In the past month, I have been very “helpful” within my community. I organized a group to help with Habitat for Humanity. I made a pillow and wrote a poem for a friend fighting cancer. I am co-chairing a giving tree program. I helped to organize and execute a group of 15 or so women to make Christmas tree ornaments for a charity. I hosted a cub scout meeting. I hosted another family for Thanksgiving. My family shopped and cooked a meal for 50 folks we otherwise would have never met (one man even took our picture). I presided over a homeowners’ meeting. I attended a PTA Council meeting and spoke on behalf of my son’s school. I even attended a Board of Education meeting.
That was just November.
For every event or opportunity that I have the pleasure of promoting, I feel there are at least ten that fall to the sidelines. We all say ‘no.’ I try to say ‘no’ with no guilt, no apology, and very little explanation.
I remind myself of Ted.
When Ted and I were 15 years old, we worked together at a church camp. I cannot say we were good friends, but we had known each other since early elementary school. He passed every test he felt like passing. Naturally smart, he ran with a streak of menace about him. I knew him for too long to buy into the ‘tough guy’ routine, but we simply were not in the same circles, really. I saw him in a few ‘gifted’ classes and at church.
His mother was the original “church lady.” If something happened in our church, her name was on it.
Ted liked medieval weapons. You know, throwing stars, brass knuckles, num chucks and the like. He had taken num chucks to his father’s car a few days earlier. I heard his parents had him arrested, although I never confirmed that rumor. He was always frighteningly clever. That day, he was angry.

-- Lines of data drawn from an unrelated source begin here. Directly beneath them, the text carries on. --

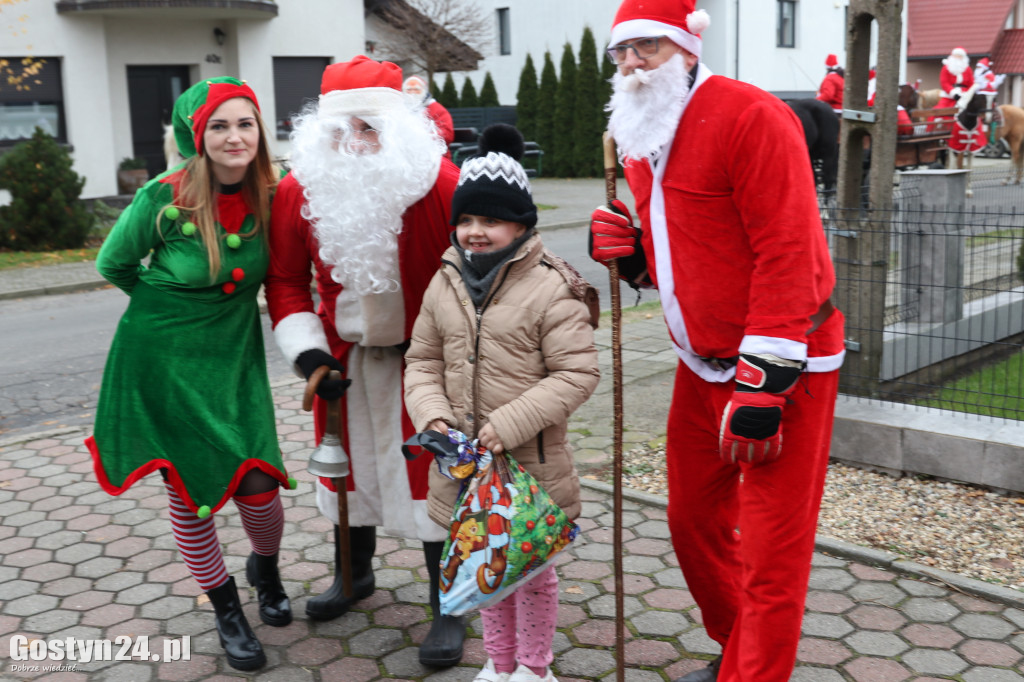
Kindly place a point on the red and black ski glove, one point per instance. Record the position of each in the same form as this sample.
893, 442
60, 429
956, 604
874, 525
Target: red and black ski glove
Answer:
752, 422
612, 233
329, 389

We were in charge of small children. This was a church day camp. The oldest person present was 21 years old (a week or so later that responsible 21 year old would be purposely dousing me with lighter fluid, but that is another story). Ted stormed off into the parking lot.
I walked after him. It went something like this.
“What do you want?!”
“Ted, what’s going on?”
“I’m p$%ssed. Go away!”
Silence, save for his fist hitting his car.
“That D*mn B!T**ch!”
“My @#$ mother.”
“She seems alright. I mean, she does a lot of stuff for the church . . . ”

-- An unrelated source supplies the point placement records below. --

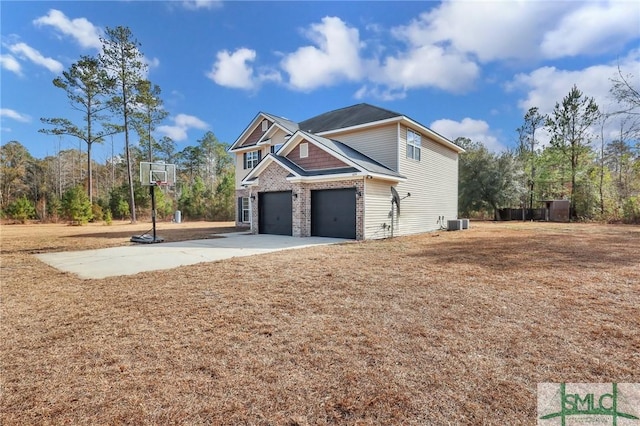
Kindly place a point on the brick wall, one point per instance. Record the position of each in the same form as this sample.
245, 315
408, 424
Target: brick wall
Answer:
273, 178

“OH, YEAH, that’s right. She does a LOT of stuff for the stupid church. Yeah, she doesn’t give a CR#*P. She does a lot for the church to make HERSELF feel good and important, f*%g high and mighty, she doesn’t care about ANYONE else. F&%* B%&*%ch.”
“So, fine, Ted. You are SO SMART. You can run circles around anyone in our school and you’re going to throw all that away, just because she’s stupid?!! That makes sense. You are WAY smarter than that, Ted. You can do anything you want if you don’t screw it up.”
He stopped hitting the car.
We walked back in silence, and never said another word about it.
I heard your message, Ted. I wonder if your mother ever knew how much her 'tough guy' missed her.